I think about life all the time. This life. My life. The life I am giving my children. The life they will choose as their own. The life this world will give to them, or sentence them to. The life my husband has chosen to share; the sacrifice inherent in that. The life I am touting (consciously or unconsciously) if anyone looks quickly, clearly, and/or closely.
The life that will inevitably end.
I think about life all the time. I think about global warming when I open a package or remark on unusual weather or sit in traffic. I think about the myriad of ways I am contributing to the problem. I think about the hopelessness I feel at our current political climate—and the many effects it has, and will continue to have, on our environmental climate. I think about generations to come.
I get a pit in my stomach.
It’s the same pit I get when I think about “forever”. What the fuck does that word even mean? That is perhaps the scariest word to me in our English language. When I grew up in the Christian church (Southern Baptist to be exact) “forever”—even in the context of an eternity in paradise—made my skin crawl. Maybe I am of little faith. I cannot picture or fathom or begin to sit with thoughts of eternity.
And commitment. And sameness. And never-ending.
But I think about life a lot. I think about what the point of mine is and how I’m ensuring that and role modeling it, and who I’m connecting with and if the time I’ve spent matters.
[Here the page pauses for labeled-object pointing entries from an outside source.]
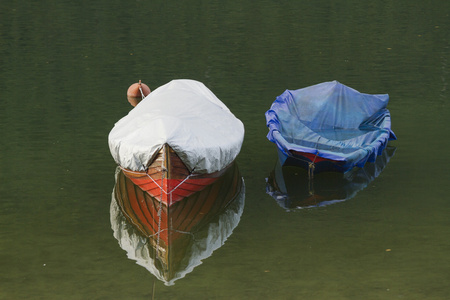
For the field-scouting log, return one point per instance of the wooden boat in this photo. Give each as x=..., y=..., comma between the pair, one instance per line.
x=176, y=141
x=291, y=187
x=168, y=179
x=329, y=127
x=165, y=239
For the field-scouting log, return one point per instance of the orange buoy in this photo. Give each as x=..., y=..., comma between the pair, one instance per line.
x=136, y=92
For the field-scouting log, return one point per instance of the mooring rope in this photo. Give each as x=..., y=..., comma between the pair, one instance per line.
x=140, y=90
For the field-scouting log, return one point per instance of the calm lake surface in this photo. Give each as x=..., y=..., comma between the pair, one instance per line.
x=64, y=71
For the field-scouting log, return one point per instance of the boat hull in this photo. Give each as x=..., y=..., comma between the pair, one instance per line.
x=168, y=179
x=170, y=231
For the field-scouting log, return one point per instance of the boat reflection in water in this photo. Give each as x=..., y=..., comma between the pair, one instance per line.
x=171, y=241
x=293, y=189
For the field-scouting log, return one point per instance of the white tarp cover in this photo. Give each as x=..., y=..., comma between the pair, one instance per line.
x=188, y=117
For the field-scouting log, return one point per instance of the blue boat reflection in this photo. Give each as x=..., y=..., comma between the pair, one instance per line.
x=170, y=241
x=293, y=189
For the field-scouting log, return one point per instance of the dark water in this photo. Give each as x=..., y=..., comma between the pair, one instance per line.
x=64, y=70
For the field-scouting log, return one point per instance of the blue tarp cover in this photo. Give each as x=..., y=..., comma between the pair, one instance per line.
x=332, y=121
I think about death. I watch closely the process of grieving. I deeply admire the people in my life I watched walk through grief and come out the other side (or maybe it’s continue walking despite). I see some changed: wiser, more accepting, in possession of an uninvited understanding about certain truths of this world.
I want that but I don’t want to go there.
It must help me to focus on the outcome. To see the result of the process, even if the event itself (and the inability to avoid it) scares the shit out of me. It’s the other shoe I’ve been waiting to drop my whole life.
I think about life when I love on our dog. She’s an occasional little shit with a strong streak of Princess, but my love for her is so pure and brings such a sweetness and additional dimension to this life. I think about her life cycle and the assumption that I will be by her side throughout. I don’t expect to bury my babies, but I hope (in a somewhat sick way) to be by Mabel’s side letting her know we love and have deeply loved her until her end.
Almost every time I look at her, I have all these thoughts. I weigh the pain ahead and the joy right now and almost have to decide each instance, each day, if I can/should go in any deeper. Can I care for her more? Can I bond with her further? Can I go further in and still survive an inevitable loss?
I think how stunted this life would be if we shield ourselves from the hurt. If we build walls before the connection and the caring even starts. Many do. Most have (to some degree). It’s like staying at a resort in the wilderness. Comfort. Predictability. Control. But without the adventure. Without the risk. Without the highs and lows of survival. Lacking the payoff and the breathtaking sights, sounds, smells, fears, feelings and unending complexity this life is meant to lay out in front of us in great expanse.
I don’t know if my insight, my thoughtfulness, my persistent wondering helps me at all. I strive not to be chained by it, to acknowledge the fear without embracing it. It either adds meaning and purpose to my life or paralyzes me with existentialism. It all means so much and yet perhaps nothing at all.
And so I share with you. Perhaps you also carry this weight. Perhaps you have walked this path. Perhaps you have cracked the code (do tell). In the meantime, I will just sit here and think. And live. And further explore how those two inexorable actions increase/decrease joy, fulfillment, presence, understanding and/or feelings of purpose.